Upon review, we affirm the district court’s order for the reasons stated by the district court in its accompanying memorandum. This court reviews de novo a district court’s grant of summary judgment. Strouss v. Michigan Dep’t of Corr., 250 F.3d 336, 341 (6th Cir.2001). “Summary judgment is appropriate if a party who has the burden of proof at trial faks to make a showing sufficient to establish the existence of an element that is essential to that party’s case.” Id. In reviewing the district court’s judgment, this court construes the evidence and all inferences to be *168drawn therefrom in a light most favorable to the nonmoving party. Id. However, “ ‘[t]he mere existence of a scintilla of evidence in support of the plaintiffs position will be insufficient; there must be evidence on which the jury could reasonably find for the plaintiff.” ’ Id. (quoting Anderson v. Liberty Lobby, Inc., 477 U.S. 242, 252, 106 S.Ct. 2505, 91 L.Ed.2d 202 (1986)).
Turney first argues that the district court erred in finding there was no genuine issue of material fact as to her disparate treatment claim. However, she defaulted this issue by failing to respond to the defendants’ motion for summary judgment by producing “affirmative evidence capable of raising a material question of fact.” McKay v. Thompson, 226 F.3d 752, 755 (6th Cir.2000), cert. denied, 532 U.S. 906, 121 S.Ct. 1230, 149 L.Ed.2d 139 (2001). Turney complains in her appellate brief that she never received a letter from defense counsel regarding the defendants’ motion for summary judgment.
Turney’s argument is unavailing. A number of other circuits have held that a pro se party, particularly where that party is also a prisoner, must have notice of the consequences of failing to respond to a summary judgment motion and fair notice of the requirements of the summary judgment rule before summary judgment may be entered against her. See, e.g., Kelley v. McGinnis, 899 F.2d 612, 615 (7th Cir. 1990); Klingele v. Eikenberry, 849 F.2d 409, 411 (9th Cir.1988); Graham v. Lewinski, 848 F.2d 342, 344 (2d Cir.1988). This circuit has not adopted that rule. See Williams v. Browman, 981 F.2d 901, 903-04 (6th Cir.1992). Moreover, while this court has held that a party’s verified complaint may be considered as evidence in establishing a genuine issue of material fact, see id. at 904, Turney did not verify her amended complaint or state that her allegations were made under penalty of perjury. Thus, they are not sufficient to defeat the defendants’ motion. Furthermore, the certificates of service for both the motion for summary judgment and the supporting memorandum indicate that a copy of each, along with their attached exhibits, were mailed to Turney and she does not claim that she did not receive those documents. In reviewing the evidence that was submitted, we conclude that the district court properly granted summary judgment for the defendants in this case.

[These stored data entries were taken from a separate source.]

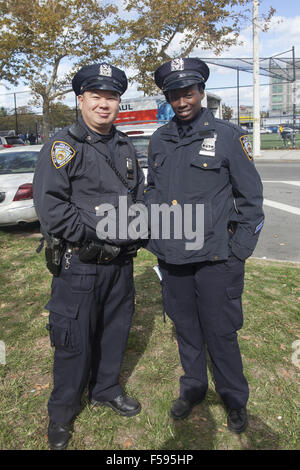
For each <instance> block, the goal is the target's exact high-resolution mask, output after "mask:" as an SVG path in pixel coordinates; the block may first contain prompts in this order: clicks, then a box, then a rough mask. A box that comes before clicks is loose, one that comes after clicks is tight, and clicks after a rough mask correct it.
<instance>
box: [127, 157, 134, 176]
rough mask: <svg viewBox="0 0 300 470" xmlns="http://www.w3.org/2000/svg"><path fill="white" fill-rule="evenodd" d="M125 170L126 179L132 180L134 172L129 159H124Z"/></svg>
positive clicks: (131, 163)
mask: <svg viewBox="0 0 300 470" xmlns="http://www.w3.org/2000/svg"><path fill="white" fill-rule="evenodd" d="M126 169H127V179H129V180H133V177H134V171H133V162H132V159H131V158H128V157H127V158H126Z"/></svg>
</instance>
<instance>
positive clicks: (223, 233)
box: [145, 108, 264, 265]
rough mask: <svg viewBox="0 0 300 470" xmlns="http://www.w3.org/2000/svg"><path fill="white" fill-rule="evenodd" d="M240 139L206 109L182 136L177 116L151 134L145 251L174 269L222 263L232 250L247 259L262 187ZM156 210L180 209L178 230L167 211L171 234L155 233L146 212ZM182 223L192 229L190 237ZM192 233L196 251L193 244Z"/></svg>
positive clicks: (259, 221)
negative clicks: (146, 233) (146, 235)
mask: <svg viewBox="0 0 300 470" xmlns="http://www.w3.org/2000/svg"><path fill="white" fill-rule="evenodd" d="M245 134H246V133H245V131H244V130H243V129H242V128H240V127H238V126H236V125H233V124H231V123H229V122H227V121H224V120H221V119H216V118H215V117H214V116H213V114H212V112H211V111H210V110H208V109H206V108H202V110H201V112H200V113H199V115H198V117H197V118H196V119H195V120H193V121H192V123H191V126H190V129H189V130H188V131H187V133H186V136H185V137H183V138H180V137H179V134H178V126H177V122H176V117H174V118H173V119H172V120H171V121H170V122H169V123H168V124H166V125H164V126H162V127H160V128H159V129H158V130H157V131H156V132H155V133H154V134H153V136H152V137H151V140H150V145H149V168H148V187H147V192H146V196H145V200H146V204H147V206H148V212H149V215H150V213H151V216H150V220H151V230H152V235H151V240H150V241H149V243H148V245H147V249H148V250H150V251H151V252H152V253H154V254H155V255H156V256H157V257H158V258H159V259H161V260H163V261H165V262H167V263H170V264H177V265H180V264H186V263H195V262H203V261H221V260H227V259H228V257H229V254H231V252H230V251H231V250H232V253H233V254H234V255H235V256H236V257H238V258H239V259H241V260H245V259H246V258H247V257H249V256H250V255H251V254H252V252H253V250H254V248H255V246H256V243H257V240H258V236H259V233H260V230H261V228H262V225H263V221H264V213H263V209H262V204H263V188H262V183H261V179H260V176H259V174H258V172H257V170H256V168H255V165H254V161H253V154H252V148H251V143H250V141H249V137H248V136H247V135H245ZM162 205H165V206H168V207H172V206H173V208H174V209H175V208H176V209H177V207H178V208H180V211H181V216H180V217H181V219H180V218H179V219H178V218H177V228H176V227H175V222H174V221H175V219H176V217H177V215H178V212H177V213H176V214H177V215H176V214H175V212H174V214H171V213H170V214H169V215H170V219H171V222H170V232H169V233H170V236H168V233H167V232H166V233H165V234H164V232H163V231H162V230H161V229H159V230H158V232H157V233H156V235H153V226H154V225H153V224H156V225H157V224H158V222H157V220H156V222H154V219H155V217H154V212H152V209H153V207H156V208H157V207H162ZM197 207H198V208H199V207H201V208H202V212H201V211H200V212H198V213H197V209H196V208H197ZM156 214H157V212H156ZM197 214H198V215H199V214H201V217H200V215H199V219H198V218H197ZM179 215H180V214H179ZM178 220H179V222H178ZM172 221H173V222H172ZM178 223H179V226H178ZM185 223H188V224H190V225H189V226H190V227H191V229H190V230H189V232H188V235H186V230H185V226H184V224H185ZM160 224H162V223H161V222H160ZM180 227H181V228H182V230H181V232H180V230H179V232H178V228H179V229H180ZM229 227H231V230H232V231H233V232H234V234H233V235H232V233H231V232H230V231H229V230H228V229H229ZM175 228H176V230H177V232H176V230H175ZM172 230H173V232H172ZM201 231H202V235H200V234H201ZM196 233H198V234H199V240H201V242H200V243H198V246H194V245H193V244H192V243H191V242H192V235H193V234H196ZM193 236H194V238H195V240H196V235H193ZM201 237H202V238H201ZM196 245H197V244H196Z"/></svg>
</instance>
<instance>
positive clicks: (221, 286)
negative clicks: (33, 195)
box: [146, 58, 264, 433]
mask: <svg viewBox="0 0 300 470" xmlns="http://www.w3.org/2000/svg"><path fill="white" fill-rule="evenodd" d="M208 76H209V68H208V66H207V65H206V64H205V63H204V62H203V61H201V60H200V59H198V58H180V59H174V60H172V61H169V62H167V63H165V64H163V65H161V66H160V67H159V68H158V69H157V70H156V72H155V82H156V85H157V86H158V87H159V88H160V89H162V90H163V92H164V94H165V96H166V99H167V101H168V102H169V103H170V104H171V106H172V108H173V110H174V113H175V116H174V117H173V119H172V120H171V121H170V122H169V123H168V124H166V125H164V126H162V127H160V128H159V129H158V130H157V131H156V132H155V133H154V134H153V136H152V138H151V141H150V146H149V170H148V189H147V194H146V202H147V205H148V207H149V208H150V207H151V206H152V205H153V204H162V203H165V204H168V205H169V206H170V207H176V206H178V205H180V207H181V209H182V211H183V215H184V216H185V211H184V208H185V205H190V206H191V207H192V211H191V212H189V214H192V215H190V217H192V218H193V224H194V225H195V223H196V224H197V223H198V222H197V221H196V222H195V214H197V211H196V208H197V206H199V207H201V208H202V209H203V211H204V212H202V214H203V223H201V224H200V225H199V223H198V226H197V227H196V229H197V230H198V231H199V230H200V229H201V230H202V235H203V236H202V238H201V237H199V239H202V243H198V245H199V246H189V245H188V243H187V242H188V241H190V240H187V237H186V236H185V234H184V235H183V236H182V237H178V236H172V233H171V234H170V237H169V239H163V237H162V236H161V233H160V236H159V237H155V238H154V237H152V239H151V240H150V242H149V244H148V246H147V248H148V249H149V250H150V251H151V252H152V253H154V254H155V255H156V256H157V258H158V262H159V267H160V271H161V274H162V293H163V301H164V306H165V310H166V313H167V314H168V316H169V317H170V318H171V319H172V320H173V322H174V324H175V328H176V333H177V340H178V347H179V354H180V359H181V363H182V367H183V370H184V375H183V376H182V377H181V378H180V393H179V397H178V399H177V400H175V401H174V403H173V405H172V408H171V416H172V417H173V418H174V419H183V418H186V417H187V416H188V415H189V414H190V412H191V410H192V408H193V407H194V406H195V405H196V404H197V403H199V402H200V401H201V400H203V398H204V397H205V394H206V391H207V388H208V380H207V357H206V348H207V350H208V353H209V356H210V359H211V364H212V370H213V376H214V380H215V386H216V390H217V392H218V393H219V394H220V396H221V398H222V400H223V402H224V404H225V405H226V408H227V410H228V415H227V421H228V428H229V429H230V430H231V431H232V432H236V433H240V432H242V431H244V430H245V429H246V427H247V411H246V405H247V401H248V396H249V388H248V383H247V380H246V378H245V376H244V374H243V366H242V360H241V354H240V350H239V345H238V340H237V330H239V329H240V328H241V327H242V323H243V313H242V303H241V296H242V292H243V284H244V264H245V260H246V258H248V257H249V256H250V255H251V254H252V252H253V250H254V248H255V245H256V243H257V240H258V236H259V233H260V230H261V228H262V225H263V220H264V214H263V210H262V202H263V195H262V184H261V180H260V177H259V175H258V173H257V171H256V169H255V166H254V162H253V154H252V149H251V144H250V141H249V138H248V136H247V135H245V132H244V131H243V130H242V129H241V128H239V127H237V126H235V125H233V124H230V123H229V122H227V121H223V120H220V119H216V118H215V117H214V115H213V114H212V112H211V111H210V110H208V109H206V108H203V107H202V104H201V102H202V99H203V97H204V88H205V82H206V80H207V79H208ZM174 214H175V212H174ZM174 220H175V219H174ZM201 220H202V219H201ZM189 222H191V221H189ZM174 227H175V225H174ZM174 227H173V228H174ZM177 228H178V227H177ZM174 230H175V229H174ZM173 235H174V234H173Z"/></svg>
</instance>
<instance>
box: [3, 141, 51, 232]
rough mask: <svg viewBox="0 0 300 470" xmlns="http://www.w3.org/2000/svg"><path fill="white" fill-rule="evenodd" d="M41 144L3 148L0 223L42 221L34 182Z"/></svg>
mask: <svg viewBox="0 0 300 470" xmlns="http://www.w3.org/2000/svg"><path fill="white" fill-rule="evenodd" d="M41 147H42V146H41V145H35V146H31V145H28V146H27V145H26V146H20V147H12V148H6V149H4V150H0V226H6V225H18V224H26V223H30V222H35V221H37V220H38V218H37V215H36V212H35V208H34V204H33V194H32V181H33V175H34V170H35V164H36V161H37V157H38V154H39V151H40V149H41Z"/></svg>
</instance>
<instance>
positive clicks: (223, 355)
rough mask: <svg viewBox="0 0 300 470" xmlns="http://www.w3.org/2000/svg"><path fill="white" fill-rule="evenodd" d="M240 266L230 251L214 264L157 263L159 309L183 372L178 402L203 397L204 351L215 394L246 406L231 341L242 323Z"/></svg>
mask: <svg viewBox="0 0 300 470" xmlns="http://www.w3.org/2000/svg"><path fill="white" fill-rule="evenodd" d="M244 264H245V263H244V261H241V260H239V259H238V258H236V257H235V256H234V255H233V254H232V253H231V254H230V256H229V258H228V261H218V262H201V263H195V264H186V265H173V264H167V263H165V262H164V261H162V260H159V266H160V271H161V274H162V294H163V302H164V307H165V311H166V313H167V315H168V316H169V317H170V318H171V320H172V321H173V322H174V325H175V328H176V334H177V341H178V349H179V355H180V359H181V364H182V367H183V370H184V375H183V376H182V377H181V378H180V398H182V399H186V400H189V401H191V402H196V401H200V400H201V399H203V398H204V396H205V393H206V391H207V388H208V377H207V351H208V354H209V356H210V360H211V367H212V372H213V378H214V381H215V387H216V391H217V392H218V393H219V394H220V396H221V398H222V400H223V402H224V403H225V405H226V406H227V407H228V408H231V409H239V408H242V407H244V406H246V403H247V400H248V397H249V388H248V383H247V380H246V378H245V376H244V374H243V366H242V359H241V354H240V350H239V345H238V340H237V330H239V329H240V328H241V327H242V324H243V312H242V302H241V295H242V291H243V284H244Z"/></svg>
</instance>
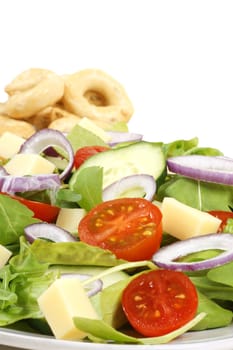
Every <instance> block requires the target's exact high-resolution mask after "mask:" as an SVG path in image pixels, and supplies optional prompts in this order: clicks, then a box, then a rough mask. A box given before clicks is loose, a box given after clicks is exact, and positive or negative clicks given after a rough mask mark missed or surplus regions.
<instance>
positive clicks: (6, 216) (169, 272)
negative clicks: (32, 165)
mask: <svg viewBox="0 0 233 350" xmlns="http://www.w3.org/2000/svg"><path fill="white" fill-rule="evenodd" d="M105 136H106V138H105V139H103V138H102V137H100V136H99V135H97V134H95V133H94V132H92V130H88V129H86V128H84V127H82V126H80V125H76V126H75V127H74V128H73V129H72V130H71V132H70V133H69V134H67V135H63V134H62V133H60V132H58V131H55V130H49V129H44V130H41V131H39V132H37V133H35V134H34V135H33V136H31V137H30V138H29V139H28V140H25V142H24V143H23V144H22V146H21V147H20V149H19V151H18V153H17V155H20V156H24V155H29V154H30V155H31V154H36V155H39V156H40V157H42V158H43V159H44V160H46V161H48V162H51V163H52V164H53V165H54V167H53V170H52V171H51V173H47V174H45V173H40V172H38V173H37V174H22V173H21V174H17V166H15V164H18V166H19V167H20V168H21V167H22V168H23V167H24V166H25V162H26V161H25V159H26V158H24V157H22V159H23V161H22V160H19V159H18V160H17V161H18V163H14V158H15V156H13V157H11V159H2V164H1V170H0V171H1V173H0V186H1V188H0V191H1V193H0V218H1V220H0V229H1V230H0V232H1V233H0V244H1V247H2V248H4V249H7V250H9V252H10V257H9V259H8V260H7V261H6V263H5V264H2V267H1V269H0V326H1V327H9V328H13V329H21V330H26V331H30V332H34V333H42V334H46V335H51V336H54V332H53V329H52V328H51V325H50V323H49V320H47V319H46V317H45V315H44V313H43V312H42V310H41V308H40V306H39V303H38V300H39V298H40V296H41V295H43V293H45V292H46V291H47V290H48V288H49V287H50V286H51V285H53V283H54V282H55V281H56V280H58V279H62V278H63V277H67V276H68V277H70V278H74V277H76V278H80V281H81V285H82V287H83V288H84V289H85V291H86V293H87V295H88V299H89V300H90V302H91V304H92V306H93V308H94V309H95V311H96V314H97V315H98V317H97V318H95V319H91V318H88V317H85V315H81V316H80V315H75V316H74V317H73V322H74V325H75V327H77V328H78V329H79V330H81V331H82V332H83V334H85V336H84V337H83V340H85V341H86V340H88V341H91V342H115V343H123V344H125V343H135V344H160V343H165V342H169V341H171V340H172V339H174V338H176V337H178V336H179V335H181V334H183V333H184V332H187V331H192V332H195V331H196V330H206V329H213V328H219V327H225V326H227V325H229V324H231V323H232V316H233V313H232V310H233V309H232V302H233V277H232V268H233V253H232V252H233V243H232V241H233V235H232V233H233V213H232V208H233V186H232V185H233V182H232V178H233V175H232V171H233V160H232V159H229V158H226V157H224V155H223V154H222V152H221V151H220V150H218V149H215V148H212V147H206V148H204V147H199V144H198V143H199V141H198V138H193V139H191V140H175V141H172V142H171V143H163V142H162V141H160V140H159V141H156V142H148V141H146V140H144V139H143V135H140V134H132V133H130V132H129V131H128V130H127V127H126V126H124V125H120V126H118V127H116V130H115V131H113V132H111V133H110V132H109V133H106V135H105ZM19 158H20V157H19ZM11 162H12V163H13V165H12V166H11ZM20 162H21V163H20ZM12 169H14V172H12V173H10V172H11V171H12ZM15 169H16V172H15ZM165 198H173V199H175V200H176V201H177V202H179V203H182V205H185V206H188V207H190V208H192V209H195V210H197V211H198V213H199V212H203V213H205V214H208V215H209V216H211V217H213V218H215V219H216V220H219V221H218V222H217V221H216V222H217V226H216V227H217V229H216V231H215V232H207V234H201V235H196V236H197V237H189V238H187V239H185V240H180V239H179V238H177V237H175V236H174V235H172V234H170V233H169V232H165V231H164V228H163V210H162V203H163V201H164V199H165ZM61 213H63V215H68V216H66V218H65V219H63V220H60V221H59V220H58V218H59V217H60V214H61ZM64 213H66V214H64ZM67 213H69V214H67ZM71 213H72V214H71ZM179 220H180V221H182V220H185V218H183V217H180V218H179ZM71 222H75V224H74V225H73V226H72V225H71ZM169 249H170V250H169ZM160 252H161V254H160ZM174 252H175V253H174ZM181 252H182V253H181ZM170 254H171V255H170ZM160 264H161V265H160ZM81 277H83V278H84V279H81ZM77 298H78V295H77ZM55 336H56V334H55Z"/></svg>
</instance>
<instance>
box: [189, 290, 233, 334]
mask: <svg viewBox="0 0 233 350" xmlns="http://www.w3.org/2000/svg"><path fill="white" fill-rule="evenodd" d="M197 312H198V313H199V312H204V313H205V314H206V317H205V318H204V319H203V320H201V321H200V323H197V324H196V325H195V326H194V327H192V330H196V331H197V330H205V329H211V328H219V327H225V326H228V325H229V324H230V323H231V322H232V312H231V311H230V310H226V309H224V308H222V307H221V306H220V305H218V304H217V303H215V302H214V301H213V300H210V299H209V298H207V296H205V295H204V294H203V293H200V291H198V310H197Z"/></svg>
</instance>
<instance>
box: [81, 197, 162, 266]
mask: <svg viewBox="0 0 233 350" xmlns="http://www.w3.org/2000/svg"><path fill="white" fill-rule="evenodd" d="M78 233H79V237H80V240H81V241H83V242H86V243H88V244H91V245H94V246H99V247H101V248H104V249H107V250H110V251H112V252H113V253H114V254H115V255H116V256H117V257H118V258H121V259H125V260H128V261H136V260H145V259H151V257H152V255H153V253H154V252H155V251H156V250H158V248H159V247H160V243H161V239H162V214H161V211H160V210H159V209H158V207H156V206H155V205H153V204H152V203H151V202H149V201H147V200H146V199H143V198H120V199H114V200H111V201H106V202H103V203H101V204H99V205H97V206H96V207H94V208H93V209H92V210H90V211H89V212H88V213H87V215H86V216H85V217H84V218H83V219H82V220H81V221H80V223H79V226H78Z"/></svg>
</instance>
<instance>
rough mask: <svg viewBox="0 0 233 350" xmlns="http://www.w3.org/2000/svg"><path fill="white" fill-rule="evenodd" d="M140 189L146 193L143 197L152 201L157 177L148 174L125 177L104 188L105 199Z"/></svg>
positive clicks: (143, 197) (131, 175)
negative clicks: (154, 176) (148, 174)
mask: <svg viewBox="0 0 233 350" xmlns="http://www.w3.org/2000/svg"><path fill="white" fill-rule="evenodd" d="M135 189H140V190H142V192H144V193H145V196H144V197H143V198H145V199H147V200H148V201H152V200H153V198H154V194H155V191H156V184H155V179H154V178H153V176H151V175H148V174H136V175H129V176H126V177H123V178H122V179H120V180H118V181H116V182H114V183H112V184H111V185H109V186H107V187H106V188H105V189H104V190H103V194H102V199H103V201H107V200H111V199H115V198H119V197H122V195H124V193H128V192H130V191H134V190H135Z"/></svg>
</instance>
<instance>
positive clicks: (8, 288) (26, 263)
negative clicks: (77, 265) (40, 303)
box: [0, 237, 57, 326]
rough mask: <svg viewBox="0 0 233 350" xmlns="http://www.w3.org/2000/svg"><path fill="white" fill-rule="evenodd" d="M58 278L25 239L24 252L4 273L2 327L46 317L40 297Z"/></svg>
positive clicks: (1, 309)
mask: <svg viewBox="0 0 233 350" xmlns="http://www.w3.org/2000/svg"><path fill="white" fill-rule="evenodd" d="M56 277H57V271H56V270H54V271H51V272H49V271H48V264H42V263H41V262H38V260H37V259H36V258H35V256H34V255H33V254H32V252H31V250H30V246H29V244H28V243H27V242H26V241H25V239H24V237H21V238H20V252H19V254H18V255H16V256H14V257H12V258H11V259H10V262H9V264H8V265H5V266H4V267H3V268H2V269H1V270H0V326H6V325H9V324H12V323H15V322H17V321H19V320H23V319H29V318H42V317H43V315H42V313H41V311H40V309H39V306H38V303H37V298H38V297H39V295H40V294H41V293H42V292H43V291H44V290H46V289H47V288H48V286H49V285H50V284H51V283H52V282H53V281H54V280H55V278H56Z"/></svg>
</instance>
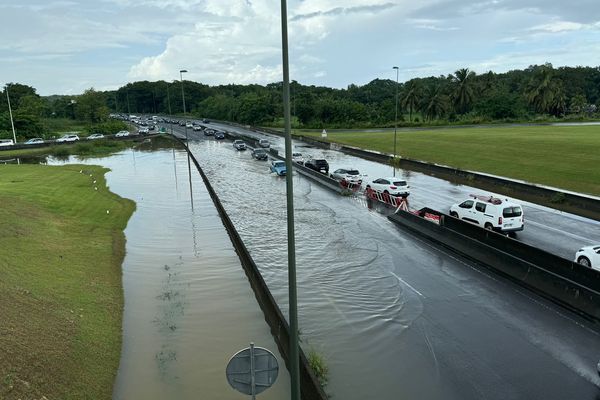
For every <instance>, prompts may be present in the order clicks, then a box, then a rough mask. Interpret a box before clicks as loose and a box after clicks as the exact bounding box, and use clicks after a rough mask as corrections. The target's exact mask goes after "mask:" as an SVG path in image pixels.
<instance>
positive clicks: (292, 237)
mask: <svg viewBox="0 0 600 400" xmlns="http://www.w3.org/2000/svg"><path fill="white" fill-rule="evenodd" d="M281 46H282V50H283V114H284V120H285V169H286V174H285V175H286V176H285V181H286V195H287V227H288V286H289V297H290V299H289V302H290V313H289V314H290V351H289V364H290V381H291V389H292V393H291V397H290V398H291V400H300V368H299V364H300V361H299V358H300V357H299V352H298V305H297V300H296V299H297V292H296V239H295V236H294V185H293V180H292V170H293V166H292V135H291V122H290V68H289V60H288V42H287V4H286V0H281Z"/></svg>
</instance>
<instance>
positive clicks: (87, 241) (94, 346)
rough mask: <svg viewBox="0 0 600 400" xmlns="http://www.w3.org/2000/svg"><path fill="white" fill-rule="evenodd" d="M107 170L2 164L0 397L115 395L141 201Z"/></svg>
mask: <svg viewBox="0 0 600 400" xmlns="http://www.w3.org/2000/svg"><path fill="white" fill-rule="evenodd" d="M80 171H82V173H80ZM106 172H107V169H105V168H101V167H96V166H81V165H70V166H62V167H53V166H43V165H0V204H1V205H2V207H0V249H2V251H0V305H1V307H0V321H2V323H1V324H0V399H7V400H9V399H10V400H12V399H39V398H43V396H45V397H46V398H48V399H110V398H111V396H112V386H113V381H114V378H115V375H116V371H117V368H118V363H119V357H120V350H121V318H122V308H123V292H122V285H121V263H122V260H123V257H124V251H125V237H124V234H123V230H124V228H125V226H126V224H127V221H128V219H129V217H130V216H131V214H132V212H133V210H134V209H135V204H134V203H133V202H132V201H130V200H127V199H123V198H120V197H118V196H117V195H115V194H114V193H111V192H110V191H109V190H108V189H107V187H106V182H105V179H104V174H105V173H106ZM94 181H96V183H93V182H94ZM95 188H97V190H96V189H95ZM107 210H108V212H107Z"/></svg>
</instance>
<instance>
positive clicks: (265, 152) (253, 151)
mask: <svg viewBox="0 0 600 400" xmlns="http://www.w3.org/2000/svg"><path fill="white" fill-rule="evenodd" d="M252 158H256V159H257V160H266V159H267V151H266V150H265V149H261V148H257V149H254V150H252Z"/></svg>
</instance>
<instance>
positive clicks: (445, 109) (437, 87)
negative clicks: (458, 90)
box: [422, 86, 449, 121]
mask: <svg viewBox="0 0 600 400" xmlns="http://www.w3.org/2000/svg"><path fill="white" fill-rule="evenodd" d="M448 105H449V99H448V96H447V95H445V94H444V93H443V87H442V86H430V87H429V88H428V89H427V91H426V94H425V97H424V102H423V105H422V112H423V115H424V116H425V118H427V119H428V120H429V121H432V120H434V119H438V118H440V117H442V116H443V115H444V114H445V113H446V112H447V111H448Z"/></svg>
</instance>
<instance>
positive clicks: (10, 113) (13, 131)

Turney also asserts on appeal that the magistrate judge was biased against her. This issue is wholly without merit. Turney points to nothing in the record that would support such a claim and appears to be merely unhappy with several pretrial rulings by the magistrate judge. A judicial ruling which does not reflect an improper antagonism does not present a valid basis for a finding of bias or impartiality. Liteky v. United States, 510 U.S. 540, 555-56, 114 S.Ct. 1147, 127 L.Ed.2d 474 (1994).
Accordingly, the district court’s order is affirmed. Rule 34(j)(2)(C), Rules of the Sixth Circuit.
The Honorable Avern Cohn, United States District Judge for the Eastern District of Michigan, sitting by designation.